In a poverty-ridden city on the precipitous of collapsing, a down-on-his-luck youth discovers the presence of a once-famed superhero in Samaritan. Superheroes are all the rage in today’s cinematic climate as Marvel and DC engage in relentless competition for the audience’s interest. Despite the genre’s reign over the zeitgeist, few cape features outside these well-entrenched trademarks rarely take flight onscreen.
Based on a niche graphic novel series, Samaritan dawns the spandex of a decidedly different outfit. Overlord director Julius Avery infuses real-world textures and old-school action movie flavoring into his story of a caped figure’s reemergence sparking hope in a decaying society. The final product may adhere too comfortably to standard-issue formula, but Samaritan still executes its approach with gusto and sparks of creative life.

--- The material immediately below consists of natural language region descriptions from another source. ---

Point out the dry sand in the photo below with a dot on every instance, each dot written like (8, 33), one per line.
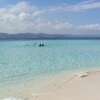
(85, 86)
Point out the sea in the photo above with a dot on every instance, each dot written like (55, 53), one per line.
(23, 60)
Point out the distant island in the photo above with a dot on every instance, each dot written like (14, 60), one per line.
(29, 36)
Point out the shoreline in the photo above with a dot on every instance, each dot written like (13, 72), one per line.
(83, 86)
(59, 84)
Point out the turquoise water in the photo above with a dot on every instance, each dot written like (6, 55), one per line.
(23, 60)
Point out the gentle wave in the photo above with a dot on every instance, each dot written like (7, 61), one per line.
(11, 98)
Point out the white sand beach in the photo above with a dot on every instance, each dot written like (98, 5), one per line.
(84, 86)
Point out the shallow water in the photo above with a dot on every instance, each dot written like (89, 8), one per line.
(22, 60)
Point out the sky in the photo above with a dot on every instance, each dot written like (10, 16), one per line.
(50, 16)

I love that Samaritan feels like a relic from an entirely different era. Boasting a dystopian world embedded in real-world connotations and playful flourishes, Samaritan is more akin to 80s/90s staples like Robocop and Demolition Man than the big-budget bombast of modern superhero offerings. Avery’s skilled direction also reignites this throwback sensibility with technical aplomb. Each grimey street corner and defunct building helps set a distinctive sense of place, while the director’s creative eye helps enhance the lower-budget action setpieces into lively clashes.

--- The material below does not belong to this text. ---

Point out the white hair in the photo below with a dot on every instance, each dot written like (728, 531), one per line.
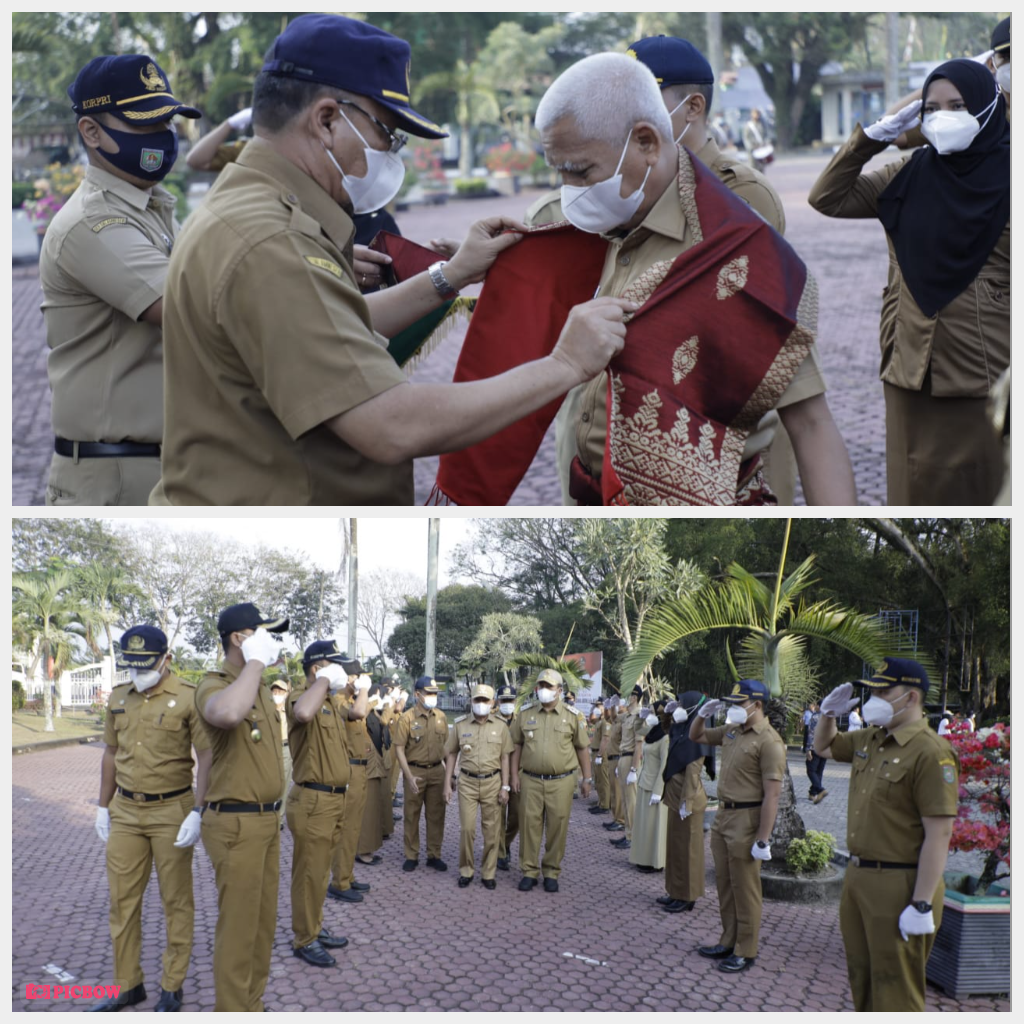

An action throwback fits right in star Sylvester Stallone’s wheelhouse. As an aging nomad masking his super-power past, Stallone equips his usual rugged charm and aching vulnerabilities under the character’s macho persona. The real star here is Euphoria breakout Javon ‘Wanna’ Walton as the wistful Sam. In a role that could feel oppressive routine in the wrong hands, Walton’s luminous presence and sturdy dramatic chops infuse life into the character’s standard design.
Under the surface of Samaritan’s superhero pastiche, the film boasts surprisingly worthwhile ruminations. Screenwriter Bragi F. Schut cleverly twists the lionized legacies of the Samaritan and his oh-so-cleverly named foe Nemesis into lingering myths that grab ahold of the community. Some gleam onto the heroic bravery of the Samaritan, while others view themselves as sinister forces bound to Nemesis’ villainy. The approach allows Schut to touch upon the mythologization of superheroes as modern figures of morality similar to storied gods and deities. A welcomed, if not somewhat predictable, third-act twist also adds much-needed realism to that concept.

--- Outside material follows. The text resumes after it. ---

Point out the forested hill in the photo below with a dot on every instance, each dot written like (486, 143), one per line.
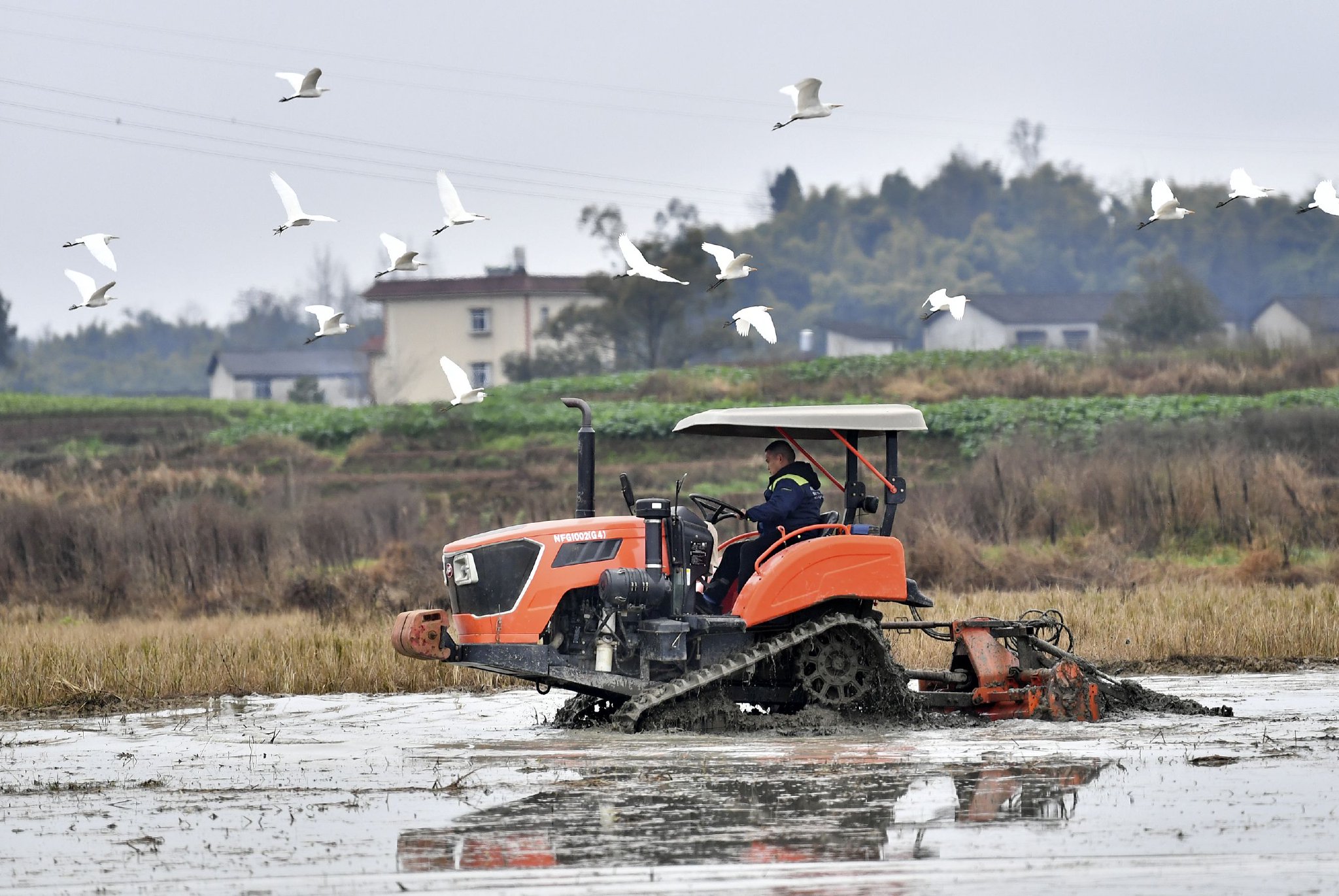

If only the Samaritan could follow through with its ambitious platitudes. Schut introduces his interesting ideas before favoring the generic plot structure of his screenplay. The narrative, while effective, can’t help feeling like a familiar rehash of so many other superior films. This choice ultimately hurts the third act of Samaritan the most, with the film deluding into an array of busy action setpieces that forgets its characters and intriguing undertones (the criminally underrated Archenemy was able to realize a similar idea with more weight).
Even if the film eventually compromises, Samaritan provides a fresh perspective on the crowded superhero genre. I hope studios continue to take more risks with the genre if it’s going to remain the supreme power in Hollywood.
Samaritan is now available on Amazon Prime.